Golf Joke: God's Just Punishment

A preacher who liked to play golf every Wednesday at a modest public golf course was standing on the elevated tee at the sixth hole of that course. He took a few practice swings, and looked across the river to the immaculate private country club nearby.

"Just once I'd like to play at that gorgeous course," the preacher said to his foursome.

Another player spoke up: "My company has a reserved tee time at that club for us every Sunday morning, and it's all paid for, too. But all of a sudden yesterday the boss says we have to travel out of town for a week. It's a shame to let that tee time go to waste. I could give you a guest pass and you could have it all to yourself. What do you say?"

Of course this was a dream come true for the preacher, but it put him in a terrible predicament. If he accepted the gift, he would have to miss Sunday worship. He thought to himself, "I haven't missed a Sunday service in 17 years of preaching. A sin to be sure, but I am after all just a man trying to do my best like all the rest."

He succumbed to temptation and accepted the invitation.

On Sunday, the preacher awoke, called his deacon, and said, "I'm so sorry, but I won't be able to preach today's service, I'm terribly sick."

"Well, we surely hope you are feeling better soon," said the deacon. "What matters most it that your health is blessed, and we shall all pray for you today."

This made the preacher feel a little guilty, but it was a beautiful clear cool morning, and promised to be a beautiful day. He opened a box from under the bed that had a new, folded golf shirt, and his cleaned and polished golf shoes, and he put those on instead of his usual Sunday church clothes.

Later, on the beautiful practice green, the preacher fit right in but couldn't help feeling conspicuous.

At that exact moment up in Heaven, Saint Peter was looking down. He said to God, "Do you see what is happening down there? I'm very disappointed in this preacher. Surely you are going to do something?"

God replied, "Don't worry Pete, I have it all figured out."
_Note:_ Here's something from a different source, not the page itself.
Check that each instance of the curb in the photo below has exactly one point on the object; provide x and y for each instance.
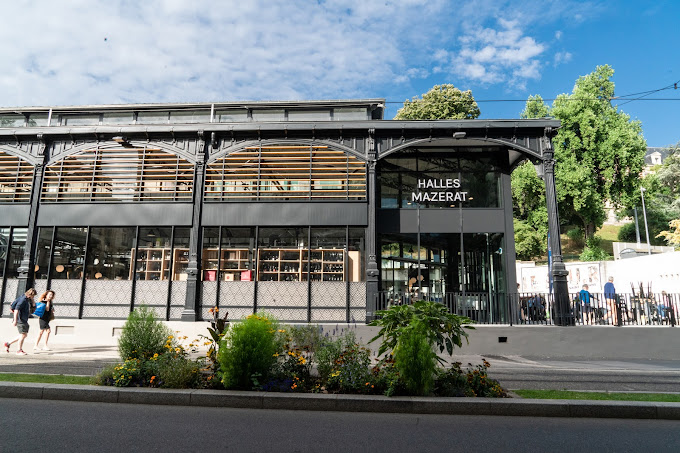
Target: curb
(344, 403)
St. Peter knew it was best not to question any further, but to just wait patiently and watch for it all to play out.

He watched the preacher walk confidently to the first tee, a short par-4. The preacher teed it up, and hit a pretty fair drive, low and straight.
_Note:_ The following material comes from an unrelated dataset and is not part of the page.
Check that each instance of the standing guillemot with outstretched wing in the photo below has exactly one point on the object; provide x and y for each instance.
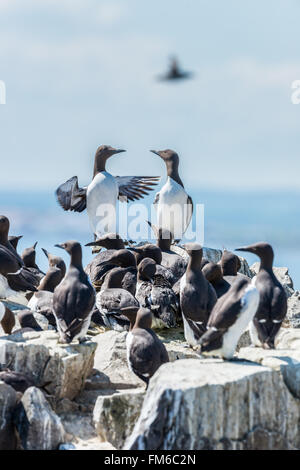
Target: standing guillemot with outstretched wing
(174, 206)
(100, 196)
But just then, God waived his hand and created the perfect little wind. The wind carried the ball as if in the hand of God and lifted it down the fairway. The ball took one bounce and landed on the green, kept rolling, swung to the right, barely crept up to the hole ... and fell in. It was beautiful. Not just an ace, also an albatross.

Up in heaven, St. Pete was very upset. "A hole-in-one! An albatross! Are you kidding me? Here is one of our own preachers committing this sin, on a Sunday no less. Just when I'm certain that you are going to offer up the perfect punishment to befit the sin, you instead go and reward him with a once-in-a-lifetime shot?"

God replied, "Yes, but calm down Pete. Who is he going to tell?"